Gozo mucho con tus cartas; veo que el Señor va estableciendo un noviazgo serio contigo.  Lo primero que los novios hacen es conocerse.  Tienes que conocer a Jesús, toma por ejemplo el Evangelio de San Juan; cada capítulo es como un cuadro maravilloso en que aparece un rasgo de su Amor.

En el capítulo primero, encuentras lo que Dios ha hecho por amor al hombre y la respuesta que éste le ha dado: “El verbo se hizo carne, habitó entre nosotros… y los suyos no lo recibieron”.

En el capítulo segundo, descubres la delicadeza de su amor  aún cuando todavía no ha llegado su hora, hace un milagro para librar de un bochorno a unos esposos el día de su matrimonio.

En el tercero, aparece Jesús explicando con inmensa paciencia las grandes profundidades de la gracia a un doctor: de la ley.

En el cuarto, aparece el Corazón de Jesús de cuerpo entero: cómo va llevando a la Samaritana a que descubra quién es el que le está hablando y termina por convertirla en apóstol.

En el quinto, Jesús se nos descubre como la persona precisa que el paralítico esperaba desde hacía treinta y ocho años.

El capítulo sexto, nos enseña que Jesús es el Pan de Vida.  Y así  los capítulos siguientes.  Como la novia va descubriendo al novio en sus cartas y en sus conversaciones con él, así tu, Margarita, leyendo el Evangelio, meditando sus palabras, irás penetrando en ese bondadoso y dulce corazón “qué tanto ha amado a los hombres”, como se lo decía a Santa Margarita tu Patrona.  Así podrás decir algún día como San Juan: “lo que hemos oído, lo que hemos visto con nuestros ojos, lo que contemplamos, lo que hemos palpado con nuestras propias manos”: de ese esposo del alma a quien te has entregado, es de quien vas a hablar, de quien vas a dar testimonio.

Tu vida Margarita, será una intimidad con Jesús como jamás esposa humana puede tener con su esposo: “Recorrí la ciudad, las calles y  las

plazas, buscando al amado de mi alma… y cuando lo halle, me así a él y ya no lo soltaré.  Yo soy para mi amado y mi amado para mí“ (Cantar de los Cantares. 3,2-4 y 6,3).

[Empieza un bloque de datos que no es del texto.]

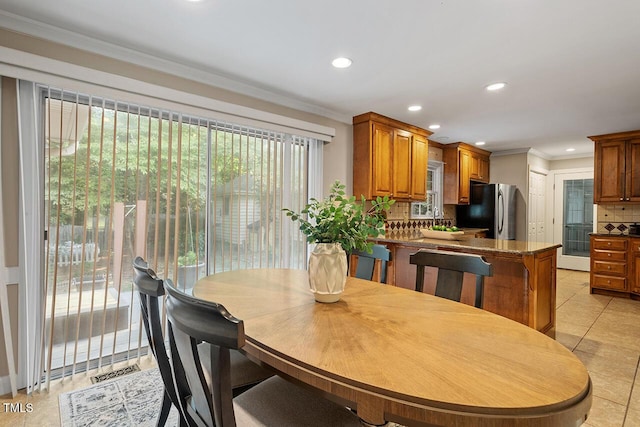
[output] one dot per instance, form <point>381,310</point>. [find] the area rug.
<point>114,374</point>
<point>130,400</point>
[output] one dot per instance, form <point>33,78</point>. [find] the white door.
<point>574,214</point>
<point>537,195</point>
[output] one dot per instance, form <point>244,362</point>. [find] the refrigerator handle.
<point>500,211</point>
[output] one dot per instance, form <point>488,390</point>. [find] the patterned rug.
<point>130,400</point>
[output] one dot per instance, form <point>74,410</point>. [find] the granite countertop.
<point>613,235</point>
<point>414,238</point>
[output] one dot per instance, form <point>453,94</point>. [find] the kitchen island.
<point>523,285</point>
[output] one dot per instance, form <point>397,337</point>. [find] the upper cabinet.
<point>617,167</point>
<point>389,158</point>
<point>463,163</point>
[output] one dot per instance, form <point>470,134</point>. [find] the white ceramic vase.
<point>327,271</point>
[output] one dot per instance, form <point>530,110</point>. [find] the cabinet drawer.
<point>609,282</point>
<point>606,267</point>
<point>609,255</point>
<point>611,244</point>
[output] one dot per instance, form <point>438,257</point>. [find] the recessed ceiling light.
<point>496,86</point>
<point>341,62</point>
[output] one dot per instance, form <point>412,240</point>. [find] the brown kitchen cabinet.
<point>609,263</point>
<point>479,167</point>
<point>634,243</point>
<point>463,163</point>
<point>522,288</point>
<point>389,158</point>
<point>615,266</point>
<point>617,167</point>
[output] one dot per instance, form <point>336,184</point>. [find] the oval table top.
<point>398,355</point>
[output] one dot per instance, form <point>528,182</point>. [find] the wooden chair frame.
<point>451,268</point>
<point>370,266</point>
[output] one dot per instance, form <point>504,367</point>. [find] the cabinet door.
<point>401,164</point>
<point>632,164</point>
<point>464,190</point>
<point>609,171</point>
<point>382,173</point>
<point>483,166</point>
<point>474,167</point>
<point>634,284</point>
<point>419,163</point>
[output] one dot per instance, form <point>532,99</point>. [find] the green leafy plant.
<point>341,219</point>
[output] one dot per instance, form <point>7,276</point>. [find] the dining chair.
<point>370,266</point>
<point>451,268</point>
<point>244,372</point>
<point>151,291</point>
<point>273,402</point>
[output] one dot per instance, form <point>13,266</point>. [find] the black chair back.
<point>192,321</point>
<point>151,291</point>
<point>369,265</point>
<point>451,268</point>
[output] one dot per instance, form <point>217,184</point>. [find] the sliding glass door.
<point>191,195</point>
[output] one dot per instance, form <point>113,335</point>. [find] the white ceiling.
<point>572,66</point>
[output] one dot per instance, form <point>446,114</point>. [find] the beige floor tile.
<point>570,334</point>
<point>605,413</point>
<point>634,402</point>
<point>607,350</point>
<point>584,317</point>
<point>622,367</point>
<point>613,338</point>
<point>614,388</point>
<point>632,419</point>
<point>623,304</point>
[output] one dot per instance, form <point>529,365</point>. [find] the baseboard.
<point>5,386</point>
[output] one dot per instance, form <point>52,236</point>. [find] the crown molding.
<point>190,71</point>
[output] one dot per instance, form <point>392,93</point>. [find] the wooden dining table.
<point>393,354</point>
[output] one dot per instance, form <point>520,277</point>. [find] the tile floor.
<point>603,332</point>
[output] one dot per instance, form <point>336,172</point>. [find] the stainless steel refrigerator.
<point>492,206</point>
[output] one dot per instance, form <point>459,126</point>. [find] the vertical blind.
<point>191,195</point>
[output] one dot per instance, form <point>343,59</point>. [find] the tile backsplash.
<point>615,219</point>
<point>399,217</point>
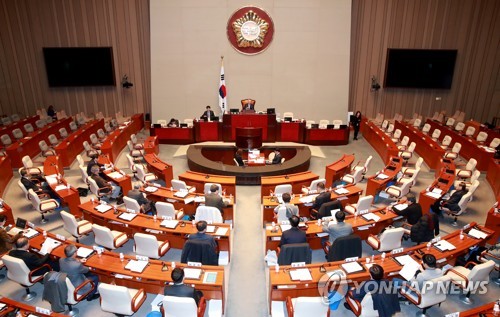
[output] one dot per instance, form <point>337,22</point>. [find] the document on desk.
<point>300,275</point>
<point>136,266</point>
<point>352,267</point>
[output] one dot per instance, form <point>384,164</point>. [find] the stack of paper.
<point>300,275</point>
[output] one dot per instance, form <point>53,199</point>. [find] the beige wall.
<point>306,66</point>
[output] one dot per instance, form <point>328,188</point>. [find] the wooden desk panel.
<point>73,144</point>
<point>338,169</point>
<point>29,144</point>
<point>198,180</point>
<point>297,180</point>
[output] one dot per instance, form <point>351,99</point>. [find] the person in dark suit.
<point>201,227</point>
<point>77,272</point>
<point>179,289</point>
<point>413,212</point>
<point>294,234</point>
<point>208,114</point>
<point>385,298</point>
<point>213,199</point>
<point>32,260</point>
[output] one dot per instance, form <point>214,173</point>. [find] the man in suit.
<point>294,234</point>
<point>179,289</point>
<point>208,114</point>
<point>338,229</point>
<point>32,260</point>
<point>77,272</point>
<point>213,199</point>
<point>147,206</point>
<point>201,227</point>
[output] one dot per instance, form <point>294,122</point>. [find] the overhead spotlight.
<point>125,82</point>
<point>375,85</point>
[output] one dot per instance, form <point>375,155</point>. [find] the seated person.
<point>6,241</point>
<point>179,289</point>
<point>77,272</point>
<point>112,190</point>
<point>291,209</point>
<point>338,229</point>
<point>208,114</point>
<point>173,123</point>
<point>294,234</point>
<point>413,212</point>
<point>201,227</point>
<point>32,260</point>
<point>147,206</point>
<point>239,158</point>
<point>385,298</point>
<point>213,199</point>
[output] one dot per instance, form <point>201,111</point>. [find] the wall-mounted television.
<point>79,66</point>
<point>419,68</point>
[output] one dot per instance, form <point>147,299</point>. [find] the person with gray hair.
<point>77,272</point>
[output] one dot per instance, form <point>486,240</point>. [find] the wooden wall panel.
<point>471,26</point>
<point>28,25</point>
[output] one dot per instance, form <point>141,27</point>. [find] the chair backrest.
<point>178,184</point>
<point>131,204</point>
<point>116,299</point>
<point>17,270</point>
<point>164,209</point>
<point>146,245</point>
<point>209,214</point>
<point>390,239</point>
<point>284,188</point>
<point>295,252</point>
<point>482,136</point>
<point>310,306</point>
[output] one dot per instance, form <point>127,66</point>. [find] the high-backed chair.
<point>120,299</point>
<point>110,239</point>
<point>388,240</point>
<point>209,214</point>
<point>42,206</point>
<point>432,293</point>
<point>167,210</point>
<point>469,277</point>
<point>19,272</point>
<point>174,306</point>
<point>364,203</point>
<point>148,245</point>
<point>306,306</point>
<point>76,228</point>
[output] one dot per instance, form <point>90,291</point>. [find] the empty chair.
<point>74,227</point>
<point>468,170</point>
<point>28,128</point>
<point>363,204</point>
<point>426,128</point>
<point>469,279</point>
<point>446,142</point>
<point>307,306</point>
<point>175,306</point>
<point>42,206</point>
<point>481,137</point>
<point>388,240</point>
<point>46,150</point>
<point>453,154</point>
<point>19,272</point>
<point>209,214</point>
<point>470,131</point>
<point>148,245</point>
<point>110,239</point>
<point>120,299</point>
<point>167,211</point>
<point>17,133</point>
<point>460,126</point>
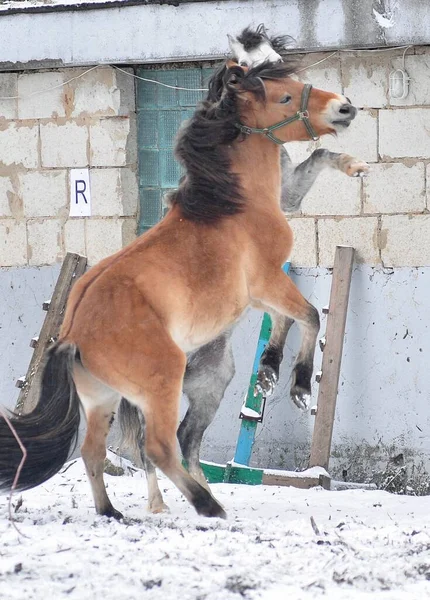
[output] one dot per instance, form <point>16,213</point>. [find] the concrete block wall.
<point>56,121</point>
<point>385,216</point>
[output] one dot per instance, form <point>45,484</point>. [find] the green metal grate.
<point>160,113</point>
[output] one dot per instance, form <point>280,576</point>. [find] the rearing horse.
<point>131,319</point>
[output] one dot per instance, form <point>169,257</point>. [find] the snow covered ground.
<point>368,544</point>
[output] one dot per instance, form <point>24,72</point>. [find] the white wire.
<point>51,88</point>
<point>173,87</point>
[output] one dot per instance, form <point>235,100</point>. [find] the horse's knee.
<point>158,452</point>
<point>313,317</point>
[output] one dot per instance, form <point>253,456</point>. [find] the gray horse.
<point>211,368</point>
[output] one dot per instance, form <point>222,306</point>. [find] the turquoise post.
<point>248,427</point>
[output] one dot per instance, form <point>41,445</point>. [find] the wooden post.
<point>332,357</point>
<point>73,267</point>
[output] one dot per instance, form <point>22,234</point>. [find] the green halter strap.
<point>301,115</point>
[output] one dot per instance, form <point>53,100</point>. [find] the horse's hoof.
<point>215,511</point>
<point>160,508</point>
<point>113,513</point>
<point>358,169</point>
<point>301,398</point>
<point>266,381</point>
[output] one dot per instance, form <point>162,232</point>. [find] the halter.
<point>301,115</point>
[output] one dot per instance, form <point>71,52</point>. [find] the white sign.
<point>80,193</point>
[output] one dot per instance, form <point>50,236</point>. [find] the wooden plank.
<point>303,483</point>
<point>73,267</point>
<point>332,357</point>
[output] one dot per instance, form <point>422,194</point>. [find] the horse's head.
<point>273,104</point>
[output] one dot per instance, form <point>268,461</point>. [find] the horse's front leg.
<point>281,295</point>
<point>297,180</point>
<point>270,361</point>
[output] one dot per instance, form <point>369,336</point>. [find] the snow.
<point>370,544</point>
<point>32,4</point>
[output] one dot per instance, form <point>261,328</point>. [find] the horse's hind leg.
<point>209,371</point>
<point>132,423</point>
<point>100,404</point>
<point>151,377</point>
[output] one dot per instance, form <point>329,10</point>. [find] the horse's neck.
<point>257,162</point>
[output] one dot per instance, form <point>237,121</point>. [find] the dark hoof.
<point>266,381</point>
<point>301,385</point>
<point>300,397</point>
<point>112,513</point>
<point>207,506</point>
<point>216,511</point>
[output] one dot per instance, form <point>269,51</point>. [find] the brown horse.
<point>131,319</point>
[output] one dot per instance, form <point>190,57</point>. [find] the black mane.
<point>209,190</point>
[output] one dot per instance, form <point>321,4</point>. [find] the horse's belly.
<point>191,334</point>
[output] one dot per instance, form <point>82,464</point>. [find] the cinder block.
<point>325,76</point>
<point>47,104</point>
<point>107,193</point>
<point>304,249</point>
<point>44,241</point>
<point>44,193</point>
<point>129,231</point>
<point>114,192</point>
<point>64,145</point>
<point>74,236</point>
<point>365,79</point>
<point>95,93</point>
<point>404,133</point>
<point>428,187</point>
<point>109,142</point>
<point>395,187</point>
<point>18,145</point>
<point>125,84</point>
<point>359,140</point>
<point>13,243</point>
<point>104,237</point>
<point>129,191</point>
<point>418,69</point>
<point>8,89</point>
<point>333,193</point>
<point>360,233</point>
<point>7,195</point>
<point>405,240</point>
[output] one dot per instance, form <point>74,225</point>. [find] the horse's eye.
<point>286,100</point>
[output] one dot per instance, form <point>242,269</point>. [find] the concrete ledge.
<point>198,30</point>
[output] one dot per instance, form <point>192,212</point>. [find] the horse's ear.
<point>234,74</point>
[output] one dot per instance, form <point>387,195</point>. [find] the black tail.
<point>49,432</point>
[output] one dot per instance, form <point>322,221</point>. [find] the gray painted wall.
<point>191,31</point>
<point>22,292</point>
<point>384,391</point>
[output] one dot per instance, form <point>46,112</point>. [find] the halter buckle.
<point>245,129</point>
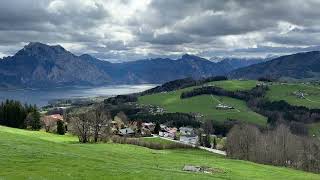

Cuántas cosas más quiero decirte, pero dejo que Jesús te las diga personalmente.  No dejes de orar por mí.

Afectísimo en Cristo,

PAFER

PD. De verdad es curioso el fenómeno que se ha obrado en tí.  Inicialmente deseas entregarte al apostolado para que tu vida no siga en la mediocridad.  Ahora me dices que ya como que no piensas tanto en el apostolado sino en Jesús.  Finalmente comprenderás que precisamente tu entrega a Jesús como su esposa, necesariamente te llevará a preocuparte por las cosas que al esposo le interesan y éste es precisamente el campo del apostolado.

El Apóstol San Pablo invita a los primeros cristianos a crecer y desarrollarse hasta alcanzar la madurez de Cristo (Ef 4,13) esto se logra cuando el cristiano comprende que el desarrollo de su vida ordinaria no solo no lo separa de Dios sino que le da la oportunidad de manifestarle su Amor.  Es necesario crecer como Jesús, simultáneamente en estatura, sabiduría y gracia.